[Date Prev][Date Next][Thread Prev][Thread Next][Date Index][Thread Index]

Re: [HTCondor-users] net topology





On 30/05/17 10:28, lejeczek wrote:


On 26/05/17 16:03, Todd Tannenbaum wrote:
On 5/26/2017 6:20 AM, lejeczek wrote:
hi everybody

like earlier, a newbie here, trying to grasp all those concepts condor (may)offer.
Question:
Can a pool be configured with a central manager(s - in HA setup) where only the central manager(s) would be submitting and the rest of the pool would be on different subnet.

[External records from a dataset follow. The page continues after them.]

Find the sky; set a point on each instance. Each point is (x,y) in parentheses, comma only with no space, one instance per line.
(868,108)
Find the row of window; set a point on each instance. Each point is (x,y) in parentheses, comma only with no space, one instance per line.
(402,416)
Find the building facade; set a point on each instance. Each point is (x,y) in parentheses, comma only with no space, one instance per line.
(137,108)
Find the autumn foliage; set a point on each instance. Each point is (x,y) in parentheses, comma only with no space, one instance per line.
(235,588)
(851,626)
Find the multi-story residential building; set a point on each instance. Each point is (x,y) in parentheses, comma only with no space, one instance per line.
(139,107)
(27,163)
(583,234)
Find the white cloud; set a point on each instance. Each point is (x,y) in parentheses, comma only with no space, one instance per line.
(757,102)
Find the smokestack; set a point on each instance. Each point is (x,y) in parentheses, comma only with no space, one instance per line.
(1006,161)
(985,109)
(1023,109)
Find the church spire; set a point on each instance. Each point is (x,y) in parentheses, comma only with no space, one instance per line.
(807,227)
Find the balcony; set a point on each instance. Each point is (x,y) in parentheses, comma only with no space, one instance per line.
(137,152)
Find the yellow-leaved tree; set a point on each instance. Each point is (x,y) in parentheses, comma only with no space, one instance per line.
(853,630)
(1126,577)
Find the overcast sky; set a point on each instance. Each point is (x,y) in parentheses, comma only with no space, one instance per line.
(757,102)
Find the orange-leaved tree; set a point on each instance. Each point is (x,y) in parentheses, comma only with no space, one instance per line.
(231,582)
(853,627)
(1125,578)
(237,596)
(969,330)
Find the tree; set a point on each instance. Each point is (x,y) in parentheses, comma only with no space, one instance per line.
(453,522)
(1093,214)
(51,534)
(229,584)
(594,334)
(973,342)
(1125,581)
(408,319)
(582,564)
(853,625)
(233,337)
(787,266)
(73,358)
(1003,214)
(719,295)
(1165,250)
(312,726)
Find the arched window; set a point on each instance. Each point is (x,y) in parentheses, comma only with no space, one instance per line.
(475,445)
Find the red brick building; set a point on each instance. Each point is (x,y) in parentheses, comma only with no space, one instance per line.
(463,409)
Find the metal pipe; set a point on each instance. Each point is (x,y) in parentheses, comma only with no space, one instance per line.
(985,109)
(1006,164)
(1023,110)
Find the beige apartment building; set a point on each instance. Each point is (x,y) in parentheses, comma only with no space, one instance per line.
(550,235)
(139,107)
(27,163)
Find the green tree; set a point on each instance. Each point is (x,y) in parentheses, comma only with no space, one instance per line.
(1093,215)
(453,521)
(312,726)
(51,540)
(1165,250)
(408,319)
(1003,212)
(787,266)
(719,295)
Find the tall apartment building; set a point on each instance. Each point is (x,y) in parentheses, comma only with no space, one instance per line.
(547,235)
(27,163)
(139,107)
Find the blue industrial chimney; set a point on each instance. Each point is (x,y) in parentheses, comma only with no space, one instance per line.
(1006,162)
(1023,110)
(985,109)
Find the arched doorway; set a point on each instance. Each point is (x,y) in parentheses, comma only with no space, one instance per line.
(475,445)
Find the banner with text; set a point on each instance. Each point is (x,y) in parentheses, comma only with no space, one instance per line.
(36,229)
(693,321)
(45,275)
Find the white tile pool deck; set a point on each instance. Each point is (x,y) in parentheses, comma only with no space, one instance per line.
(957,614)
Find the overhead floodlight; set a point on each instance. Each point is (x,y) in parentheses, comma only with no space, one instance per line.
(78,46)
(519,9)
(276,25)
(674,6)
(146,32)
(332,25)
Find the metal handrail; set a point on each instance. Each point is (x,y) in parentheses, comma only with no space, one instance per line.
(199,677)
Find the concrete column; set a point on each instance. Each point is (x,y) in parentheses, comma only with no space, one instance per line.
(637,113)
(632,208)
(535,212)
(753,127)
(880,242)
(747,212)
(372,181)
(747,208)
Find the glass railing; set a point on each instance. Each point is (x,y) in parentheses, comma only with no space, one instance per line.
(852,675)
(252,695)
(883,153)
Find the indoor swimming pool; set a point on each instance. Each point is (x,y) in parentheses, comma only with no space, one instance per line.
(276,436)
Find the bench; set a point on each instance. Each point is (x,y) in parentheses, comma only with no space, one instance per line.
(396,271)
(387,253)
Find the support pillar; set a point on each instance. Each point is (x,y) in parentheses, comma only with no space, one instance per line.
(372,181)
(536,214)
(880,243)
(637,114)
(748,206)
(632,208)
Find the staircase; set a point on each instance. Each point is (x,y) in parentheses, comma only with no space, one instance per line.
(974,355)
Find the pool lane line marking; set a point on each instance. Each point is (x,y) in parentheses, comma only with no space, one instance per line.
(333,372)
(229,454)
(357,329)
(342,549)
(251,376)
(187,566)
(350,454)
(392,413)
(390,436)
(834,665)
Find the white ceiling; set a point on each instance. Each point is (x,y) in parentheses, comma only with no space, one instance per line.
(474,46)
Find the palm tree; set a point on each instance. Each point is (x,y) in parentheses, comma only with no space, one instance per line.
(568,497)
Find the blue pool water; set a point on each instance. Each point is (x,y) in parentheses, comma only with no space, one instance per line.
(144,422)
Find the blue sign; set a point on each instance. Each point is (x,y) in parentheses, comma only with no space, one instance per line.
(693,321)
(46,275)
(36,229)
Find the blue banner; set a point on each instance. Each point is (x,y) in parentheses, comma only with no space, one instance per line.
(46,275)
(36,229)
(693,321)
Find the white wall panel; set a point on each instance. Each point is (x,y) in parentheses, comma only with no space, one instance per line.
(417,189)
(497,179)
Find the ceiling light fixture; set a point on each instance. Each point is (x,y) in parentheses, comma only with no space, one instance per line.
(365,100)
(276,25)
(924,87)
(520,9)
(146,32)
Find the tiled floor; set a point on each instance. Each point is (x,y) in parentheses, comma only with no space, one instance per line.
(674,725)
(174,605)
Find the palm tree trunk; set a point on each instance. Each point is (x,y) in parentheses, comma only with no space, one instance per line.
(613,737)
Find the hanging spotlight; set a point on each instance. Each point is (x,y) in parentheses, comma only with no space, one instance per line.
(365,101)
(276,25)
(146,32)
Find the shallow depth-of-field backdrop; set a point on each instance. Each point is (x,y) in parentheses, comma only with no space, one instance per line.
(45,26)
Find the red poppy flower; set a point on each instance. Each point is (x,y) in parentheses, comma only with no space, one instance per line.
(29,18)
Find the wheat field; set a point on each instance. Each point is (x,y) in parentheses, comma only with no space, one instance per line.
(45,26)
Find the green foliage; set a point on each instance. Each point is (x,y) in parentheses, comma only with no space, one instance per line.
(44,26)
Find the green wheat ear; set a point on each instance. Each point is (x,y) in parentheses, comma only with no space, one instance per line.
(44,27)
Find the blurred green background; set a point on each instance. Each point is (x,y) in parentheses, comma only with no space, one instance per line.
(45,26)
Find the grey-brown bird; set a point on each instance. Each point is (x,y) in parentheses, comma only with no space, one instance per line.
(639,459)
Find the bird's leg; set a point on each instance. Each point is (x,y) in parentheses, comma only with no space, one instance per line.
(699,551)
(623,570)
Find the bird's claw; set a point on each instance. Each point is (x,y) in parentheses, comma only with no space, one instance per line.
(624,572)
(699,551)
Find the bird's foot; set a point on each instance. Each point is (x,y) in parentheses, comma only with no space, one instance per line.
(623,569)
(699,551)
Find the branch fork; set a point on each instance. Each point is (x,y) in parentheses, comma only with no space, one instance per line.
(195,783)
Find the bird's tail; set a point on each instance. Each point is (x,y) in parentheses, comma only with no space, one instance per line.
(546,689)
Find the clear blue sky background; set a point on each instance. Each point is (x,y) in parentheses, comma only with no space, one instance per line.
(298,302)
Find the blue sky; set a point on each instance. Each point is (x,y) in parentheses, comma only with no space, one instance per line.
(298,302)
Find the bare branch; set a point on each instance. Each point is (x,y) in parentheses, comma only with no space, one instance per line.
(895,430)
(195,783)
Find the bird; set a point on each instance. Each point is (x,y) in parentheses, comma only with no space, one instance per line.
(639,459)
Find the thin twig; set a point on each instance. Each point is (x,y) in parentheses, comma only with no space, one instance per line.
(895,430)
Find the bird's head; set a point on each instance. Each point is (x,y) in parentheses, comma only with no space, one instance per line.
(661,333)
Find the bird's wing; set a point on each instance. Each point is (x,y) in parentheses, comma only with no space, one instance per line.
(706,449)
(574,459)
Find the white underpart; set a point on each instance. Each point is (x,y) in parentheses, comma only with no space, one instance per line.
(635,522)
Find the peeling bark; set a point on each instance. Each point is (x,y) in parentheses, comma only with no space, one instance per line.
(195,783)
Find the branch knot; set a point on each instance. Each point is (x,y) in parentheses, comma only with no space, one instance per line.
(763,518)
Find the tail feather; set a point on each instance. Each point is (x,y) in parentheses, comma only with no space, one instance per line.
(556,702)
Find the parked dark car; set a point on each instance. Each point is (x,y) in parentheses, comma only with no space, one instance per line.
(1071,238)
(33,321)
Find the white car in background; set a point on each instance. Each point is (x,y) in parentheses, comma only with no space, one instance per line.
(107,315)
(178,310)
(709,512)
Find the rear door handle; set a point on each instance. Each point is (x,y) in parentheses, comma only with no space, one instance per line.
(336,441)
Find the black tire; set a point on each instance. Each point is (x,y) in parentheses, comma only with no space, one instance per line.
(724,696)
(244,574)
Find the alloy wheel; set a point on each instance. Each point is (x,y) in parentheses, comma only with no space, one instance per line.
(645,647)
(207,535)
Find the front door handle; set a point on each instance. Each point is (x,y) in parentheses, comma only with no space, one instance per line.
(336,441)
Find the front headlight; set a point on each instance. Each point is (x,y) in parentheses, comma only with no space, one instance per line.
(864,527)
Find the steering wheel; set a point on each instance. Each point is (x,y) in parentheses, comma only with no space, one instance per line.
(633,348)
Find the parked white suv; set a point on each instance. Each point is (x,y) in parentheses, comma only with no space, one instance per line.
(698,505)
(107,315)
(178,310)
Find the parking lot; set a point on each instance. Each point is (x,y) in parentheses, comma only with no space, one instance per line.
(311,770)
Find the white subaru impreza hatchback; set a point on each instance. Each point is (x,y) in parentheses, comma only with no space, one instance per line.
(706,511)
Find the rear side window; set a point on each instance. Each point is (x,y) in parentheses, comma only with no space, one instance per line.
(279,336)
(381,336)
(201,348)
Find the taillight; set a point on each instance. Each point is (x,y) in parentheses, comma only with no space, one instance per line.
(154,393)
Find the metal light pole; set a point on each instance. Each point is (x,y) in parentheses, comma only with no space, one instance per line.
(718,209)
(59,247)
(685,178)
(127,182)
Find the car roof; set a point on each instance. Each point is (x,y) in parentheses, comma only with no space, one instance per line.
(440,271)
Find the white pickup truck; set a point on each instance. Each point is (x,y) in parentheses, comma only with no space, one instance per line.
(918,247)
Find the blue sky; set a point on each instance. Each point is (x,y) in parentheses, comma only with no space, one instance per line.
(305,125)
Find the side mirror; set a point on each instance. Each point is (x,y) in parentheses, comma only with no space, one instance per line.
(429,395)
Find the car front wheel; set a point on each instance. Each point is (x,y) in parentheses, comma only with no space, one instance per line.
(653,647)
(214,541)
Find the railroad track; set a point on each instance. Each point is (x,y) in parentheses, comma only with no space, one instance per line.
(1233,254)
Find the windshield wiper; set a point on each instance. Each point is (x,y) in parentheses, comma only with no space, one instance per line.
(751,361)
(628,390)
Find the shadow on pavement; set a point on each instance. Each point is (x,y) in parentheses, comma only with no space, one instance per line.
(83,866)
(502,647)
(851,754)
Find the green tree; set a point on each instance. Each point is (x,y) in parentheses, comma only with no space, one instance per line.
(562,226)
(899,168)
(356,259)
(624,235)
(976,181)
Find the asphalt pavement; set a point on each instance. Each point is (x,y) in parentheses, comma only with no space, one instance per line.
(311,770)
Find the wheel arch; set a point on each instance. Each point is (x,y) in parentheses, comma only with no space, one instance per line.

You probably envision easily what I'm asking: HA managers(10.0.0.0 users see) then the rest 10.1.0.0 users don't and submit only via c. managers' 10.0.0.x.
Would such a setup work and by allowed by the design?

m.! tahnks
L.

Not quite sure what you want from the above, but I think perhaps you have missed an important point re the architecture of an HTCondor pool.

In an HTCondor pool, there is:
1. one central manager (CM), and one or more optional backup CMs if you bother with the HA setup.
  2. one or more submit machines.
  3. one or more execute machines.

Any machine can serve one, two, or all the of the above three roles simply based on what daemons are listed in DAEMON_LIST. Your central manager(s) do NOT have to be the same as your submit machines. Any machine in the pool that runs the "condor_schedd" daemon can act as a submit machine, just by adding SCHEDD to the DAEMON_LIST config knob. Esp for larger pools, it is a good idea to have dedicated machine(s) for each role: one central manager, one or submit machines, one or more execute machines. You can have as many submit machines as you want; here at UW, we have a pool with 1 central manager, ~500 execute machines, and 80+ submit machines, as we have many submit machines that are embedded within various research labs that only have logins for the researchers in that lab. Meanwhile our central manager is located in the centralized IT data center. If one of the 80+ submit machines goes down, only the jobs submitted on that one submit machine are impacted; all the other submit machine continue to operate as normal. More details on this is at

http://research.cs.wisc.edu/htcondor/manual/v8.7/3_1Introduction.html#SECTION00411000000000000000

If you are asking "can I have a submit machine that is on two networks, a public network that users can access via ssh to login, and a private network that holds all my execute nodes and my central manager", the answer is yes.

Hope the above helps
Todd


I was asking because I did:

HA with two central manager with specific NETWORK_INTERFACE (on a subnet A) and then, a exec node (with only DAEMON_LIST = MASTER, STARTD) pointing to CONDOR_HOST = $(CENTRAL_MANAGER1),$(CENTRAL_MANAGER2) but different subnet, not CM's NETWORK_INTERFACE (a subnet B to which central managers are also connected).

And it works apparently, but I was worried as I could see in _status the exec node twice, affecting Total. That was soon after I started exec node but now after long weekend it seems condor corrected it somehow.
Why do you think it showed up twice?

many thanks.

mailman disabled my subscription, and I wonder if anybody replied.